The use case is that we want to setup Active Active architecture in ELK using two clusters in two different regions. We will index the event to both the local elasticsearch cluster and remote elasticsearch cluster.

To achieve failure-recovery, I wanted to use DLQ (Dead Letter Queue) feature in case Elasticsearch is down so I can store them somewhere else in the local cluster until elasticsearch is back up and reprocess those events and re-index them.

After I read through the docs, it seems this is not possible because elasticsearch has to respond with either 400 or 404 to send the event to the DLQ. Is there any other option to achieve this kind of setup with failure-recovery?
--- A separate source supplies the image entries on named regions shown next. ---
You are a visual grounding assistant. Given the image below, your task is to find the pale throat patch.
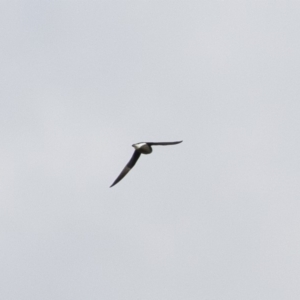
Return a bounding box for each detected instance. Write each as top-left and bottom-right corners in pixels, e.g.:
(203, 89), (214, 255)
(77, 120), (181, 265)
(134, 143), (146, 148)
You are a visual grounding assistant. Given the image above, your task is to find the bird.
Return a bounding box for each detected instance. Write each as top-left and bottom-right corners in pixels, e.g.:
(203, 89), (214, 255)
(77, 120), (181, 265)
(110, 141), (182, 187)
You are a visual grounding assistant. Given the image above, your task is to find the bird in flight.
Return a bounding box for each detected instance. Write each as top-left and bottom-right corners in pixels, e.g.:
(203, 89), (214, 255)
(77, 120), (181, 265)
(110, 141), (182, 187)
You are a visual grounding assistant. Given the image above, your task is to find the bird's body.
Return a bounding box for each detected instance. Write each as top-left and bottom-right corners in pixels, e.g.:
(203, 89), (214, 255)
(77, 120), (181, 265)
(132, 143), (152, 154)
(110, 141), (182, 187)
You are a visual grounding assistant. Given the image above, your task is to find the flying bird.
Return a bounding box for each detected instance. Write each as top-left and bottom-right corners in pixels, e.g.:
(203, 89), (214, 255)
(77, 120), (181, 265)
(110, 141), (182, 187)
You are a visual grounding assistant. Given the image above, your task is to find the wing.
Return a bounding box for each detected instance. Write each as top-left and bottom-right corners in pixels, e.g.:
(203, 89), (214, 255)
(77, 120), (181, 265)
(110, 151), (141, 187)
(147, 141), (182, 146)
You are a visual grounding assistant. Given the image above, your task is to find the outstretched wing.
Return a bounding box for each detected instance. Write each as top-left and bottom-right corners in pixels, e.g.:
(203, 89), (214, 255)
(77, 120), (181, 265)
(110, 151), (141, 187)
(147, 141), (182, 146)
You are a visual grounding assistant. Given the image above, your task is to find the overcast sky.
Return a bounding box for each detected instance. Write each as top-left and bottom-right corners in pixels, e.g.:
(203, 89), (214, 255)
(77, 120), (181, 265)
(0, 0), (300, 300)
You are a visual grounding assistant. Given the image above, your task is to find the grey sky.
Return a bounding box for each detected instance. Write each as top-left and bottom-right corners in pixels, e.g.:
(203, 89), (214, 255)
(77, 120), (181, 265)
(0, 0), (300, 300)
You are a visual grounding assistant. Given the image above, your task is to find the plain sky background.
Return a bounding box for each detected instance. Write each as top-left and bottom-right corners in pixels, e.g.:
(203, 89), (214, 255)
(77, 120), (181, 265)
(0, 0), (300, 300)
What I thought of is to replace my output stages with custom logic in filter stage to index the event and in case elasticsearch is down, I can index the event somewhere else, but I don't know if any problem would appear from that or any considerations I need to have to achieve a performant indexing as I would using output stage.

Any ideas are appreciated.

Thanks

Elastic does this in a single cluster using Cluster-level shard allocation and routing settings | Elasticsearch Guide [8.6] | Elastic

Use the region name for the "rack" value. Put a master in each space and I'd put a voting-only master in yet a third region. Put ingest and Kibana in both regions. Allocate 1 replica for each index, replica's won't be housed in the same "rack".

I did that self hosted where we had campuses in various locations state wide and it's worked for several years.

1 Like

Thanks @Len_Rugen I am not sure if this will help with our setup but I will check it.